Haystack: Per-User Information Environments
MIT9904-08
Progress Report: July 1, 2000December 31, 2000
David Karger and Lynn Andrea Stein
Project Overview
The Haystack project is investigating the ways in which electronic infrastructure can be used to triangulate among the different knowledges of an individual, of collegial communities to which we belong, and of the world at large. Its infrastructure consists of a community of independent, interacting information repositories, each customized to its individual user. It provides automated data gathering (through active observation of user activity), customized information collection, and adaptation to individual query needs. It also facilities inter-haystack collaboration, exposing (public subsets of) the tremendous wealth of individual knowledge that each of us currently has locked up in our personal information spaces. The Haystack-NTT project involves augmenting its customization, learning and adaptation, and inter-haystack communication.
Progress Through December 2000
Our progress in the past two months has been twofold. First, we have carried out a complete redesign of the low-level storage and communication layer of the Haystack system. Second, we have recruited a number of PhD students, familiarized them with the Haystack project, and begun working with them on the higher level user-interface, machine learning, and collaborative parts of the Haystack research project.
Regarding the low level system, we concluded that Haystack's data model (a close cousin of RDF) and the system used to store it was quite general and plausibly useful in a wider context. We made the decision to separate the storage of our data model from the higher-level haystack applications that would make use of that information.

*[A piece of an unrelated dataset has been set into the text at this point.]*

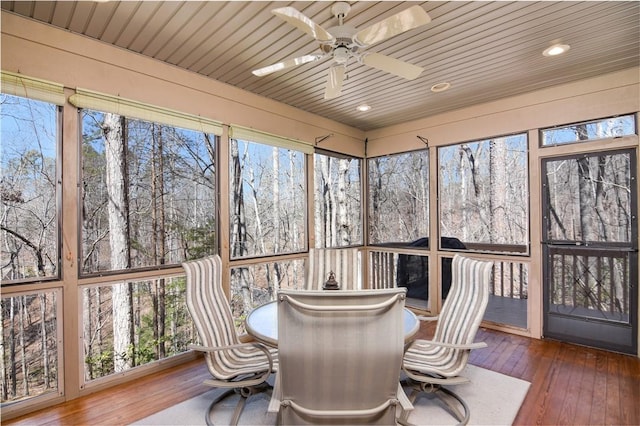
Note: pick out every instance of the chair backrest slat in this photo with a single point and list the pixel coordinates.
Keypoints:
(466, 302)
(335, 359)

Besides improving the modularity of the Haystack system, this creates the opportunity to let applications other than Haystack store other information in the same storage module. At the limit, one might consider a semistructured data repository taking over as the "file system" for a large family of applications that wish to share information, saving the work of writing translation tools to pass information from one application to the other. The various data-extraction services which we have written for Haystack (such as a tool for identifying titles and authors in postscript documents) can run as independent applications, communicating only through their accesses to the data model.
With an eye towards the information-navigation goals of Haystack, we have augmented the basic storage role with two capabilities. To allow for the detection and correction of invalid data in the repository, the storage module maintains information about the source of every piece of information from outside the repository, as well as chains of deduction that led to particular conclusions. This allows us to use the repository as a "truth maintenance system" that updates its deductions to reflect changes in the underlying system.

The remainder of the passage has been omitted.